Kısa bir süre daha konuşup nihayetinde vedalaştığımızda sırtımı yasladığım hastane duvarına iyice yaslanıp başımı arkaya yasladım ve biraz soluklandım.

Evren'in nerede olduğunu henüz bilmiyordum, en son omzunda uyurken iliklerime kadar hissettiğim varlığı uyandığımda yanımda yoktu.

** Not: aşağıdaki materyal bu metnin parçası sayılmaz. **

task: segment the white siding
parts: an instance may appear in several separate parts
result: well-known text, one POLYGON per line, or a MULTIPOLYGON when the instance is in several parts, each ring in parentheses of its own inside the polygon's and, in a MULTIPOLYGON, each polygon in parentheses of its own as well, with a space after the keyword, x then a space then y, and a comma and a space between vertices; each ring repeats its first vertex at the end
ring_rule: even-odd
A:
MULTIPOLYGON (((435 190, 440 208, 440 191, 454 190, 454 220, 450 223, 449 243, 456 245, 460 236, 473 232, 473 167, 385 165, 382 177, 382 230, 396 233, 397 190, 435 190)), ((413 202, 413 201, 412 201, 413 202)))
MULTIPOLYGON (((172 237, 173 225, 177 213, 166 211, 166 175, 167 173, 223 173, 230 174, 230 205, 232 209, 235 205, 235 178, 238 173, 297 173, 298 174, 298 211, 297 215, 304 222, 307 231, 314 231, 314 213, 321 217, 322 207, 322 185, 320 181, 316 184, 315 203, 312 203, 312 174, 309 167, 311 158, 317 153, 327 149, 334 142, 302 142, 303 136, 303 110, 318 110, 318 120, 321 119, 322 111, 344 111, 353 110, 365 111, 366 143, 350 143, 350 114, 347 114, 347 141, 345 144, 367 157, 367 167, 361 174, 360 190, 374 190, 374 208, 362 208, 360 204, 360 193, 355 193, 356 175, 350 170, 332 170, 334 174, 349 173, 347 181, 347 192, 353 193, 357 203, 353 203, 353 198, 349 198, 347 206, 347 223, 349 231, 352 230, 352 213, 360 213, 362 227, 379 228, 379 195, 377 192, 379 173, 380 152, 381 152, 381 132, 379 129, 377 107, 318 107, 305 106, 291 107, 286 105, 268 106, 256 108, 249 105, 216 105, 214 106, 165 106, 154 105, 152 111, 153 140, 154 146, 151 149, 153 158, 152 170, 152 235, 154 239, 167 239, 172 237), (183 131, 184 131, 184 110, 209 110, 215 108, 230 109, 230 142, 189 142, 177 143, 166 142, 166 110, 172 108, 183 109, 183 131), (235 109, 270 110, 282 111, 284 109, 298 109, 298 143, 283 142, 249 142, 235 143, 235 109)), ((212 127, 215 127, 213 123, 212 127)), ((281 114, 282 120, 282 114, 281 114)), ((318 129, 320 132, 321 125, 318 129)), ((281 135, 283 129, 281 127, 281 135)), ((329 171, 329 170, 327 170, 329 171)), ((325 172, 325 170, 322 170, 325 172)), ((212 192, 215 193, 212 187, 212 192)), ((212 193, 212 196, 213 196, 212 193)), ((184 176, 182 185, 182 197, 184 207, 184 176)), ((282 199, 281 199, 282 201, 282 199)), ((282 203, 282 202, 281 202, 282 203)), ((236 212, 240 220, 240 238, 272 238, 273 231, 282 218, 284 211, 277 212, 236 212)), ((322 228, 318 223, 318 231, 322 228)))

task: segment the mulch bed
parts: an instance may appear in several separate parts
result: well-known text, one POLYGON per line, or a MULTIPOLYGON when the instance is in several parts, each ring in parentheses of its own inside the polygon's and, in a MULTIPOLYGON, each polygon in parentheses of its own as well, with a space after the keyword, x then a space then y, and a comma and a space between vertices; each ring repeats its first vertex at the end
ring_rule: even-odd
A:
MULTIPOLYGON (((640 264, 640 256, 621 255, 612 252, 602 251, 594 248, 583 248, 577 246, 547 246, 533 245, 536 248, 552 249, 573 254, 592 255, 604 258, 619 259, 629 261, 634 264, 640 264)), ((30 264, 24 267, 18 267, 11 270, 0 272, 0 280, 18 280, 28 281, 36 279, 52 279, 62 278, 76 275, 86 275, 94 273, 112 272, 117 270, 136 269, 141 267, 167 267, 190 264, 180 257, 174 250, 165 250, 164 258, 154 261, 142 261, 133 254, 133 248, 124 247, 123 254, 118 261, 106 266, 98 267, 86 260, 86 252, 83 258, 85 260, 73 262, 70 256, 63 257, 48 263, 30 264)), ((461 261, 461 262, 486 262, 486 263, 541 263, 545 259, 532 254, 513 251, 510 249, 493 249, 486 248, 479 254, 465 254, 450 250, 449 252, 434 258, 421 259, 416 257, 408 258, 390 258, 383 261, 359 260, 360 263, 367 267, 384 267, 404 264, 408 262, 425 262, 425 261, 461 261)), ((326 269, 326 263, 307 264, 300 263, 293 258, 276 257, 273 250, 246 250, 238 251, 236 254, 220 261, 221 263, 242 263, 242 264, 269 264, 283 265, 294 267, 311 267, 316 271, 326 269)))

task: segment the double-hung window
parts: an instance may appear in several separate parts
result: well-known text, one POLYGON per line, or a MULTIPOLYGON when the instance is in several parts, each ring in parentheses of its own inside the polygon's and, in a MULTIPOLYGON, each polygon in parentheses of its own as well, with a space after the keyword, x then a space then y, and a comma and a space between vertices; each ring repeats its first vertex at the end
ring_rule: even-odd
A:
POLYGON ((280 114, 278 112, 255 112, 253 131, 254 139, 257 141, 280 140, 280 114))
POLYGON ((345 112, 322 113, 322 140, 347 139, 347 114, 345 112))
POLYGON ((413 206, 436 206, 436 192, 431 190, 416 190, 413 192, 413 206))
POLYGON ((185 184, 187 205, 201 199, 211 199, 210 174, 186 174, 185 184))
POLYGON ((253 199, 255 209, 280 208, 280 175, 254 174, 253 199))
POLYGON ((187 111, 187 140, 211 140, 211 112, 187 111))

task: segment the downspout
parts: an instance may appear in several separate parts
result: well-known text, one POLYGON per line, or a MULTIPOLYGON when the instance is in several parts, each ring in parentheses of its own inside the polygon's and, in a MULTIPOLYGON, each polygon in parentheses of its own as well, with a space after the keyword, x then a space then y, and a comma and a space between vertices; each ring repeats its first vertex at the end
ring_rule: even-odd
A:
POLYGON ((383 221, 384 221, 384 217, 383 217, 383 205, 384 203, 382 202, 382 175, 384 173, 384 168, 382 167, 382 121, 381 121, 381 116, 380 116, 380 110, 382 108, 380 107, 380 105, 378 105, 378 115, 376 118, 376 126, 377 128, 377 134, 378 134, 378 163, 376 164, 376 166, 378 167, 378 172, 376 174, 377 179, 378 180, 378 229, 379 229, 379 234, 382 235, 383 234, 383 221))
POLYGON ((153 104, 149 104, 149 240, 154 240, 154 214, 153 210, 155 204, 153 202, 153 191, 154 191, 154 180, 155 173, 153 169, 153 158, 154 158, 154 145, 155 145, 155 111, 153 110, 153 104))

Bu beni bir tık germiş olsa da paniğe kapılmamaya çalışarak önce yataktan, sonrasında da odadan çıkıp Havva'dan gelen soru dolu mesajları yanıtlamak üzere onu aramak için zemin kata inmiştim. Hem bacaklarım da açılmış olmuştu.

Dudağımı ısırdım. Şu anda saat akşam dokuzdu. Bu da demek oluyordu ki ben kömüş gibi uyumuştum ve utancımla başa çıkmanın hiçbir yolu yoktu. Eğer Şerife Teyze geldiyse ki kocası ameliyattaydı, elbette gelmiş olmalıydı, burada ve uyumakta olduğumu öğrenmişti. An itibariyle yer yarılabilirdi, hazırdım.

Suratım buruşurken elimi alnıma götürüp parmaklarımla ovaladım hafifçe. Hasta ziyaretine gelip kısa olması gereken o süreyi uyuyarak geçiren tek aptal ben olmalıydım.

Duvardan doğrulup etraftaki insan kalabalığının ruhuma empoze ettiği hüznü yok saymaya çalıştım. Bunca insan burada, yüreklerindeki büyük küçük sıkıntılarla cebelleşiyorlardı ve buna üzülmemek demek kalpsiz olmak demekti. Başkalarının sorunlarını yok saymak kendi sorunlarımı yok saymaktan çok daha zordu.

"Buradasın."

Duyduğum endişe ve rahatlama karışımı mükemmel ses elbette Evren'e aitti. Dudaklarım kendi kendine kıvrılırken sesin geldiği yöne, arkama döndüm ve onunla göz göze gelerek az önce hissettiğim tüm sıkıntıların zihnimden ve bedenimden çekip gidişini izledim.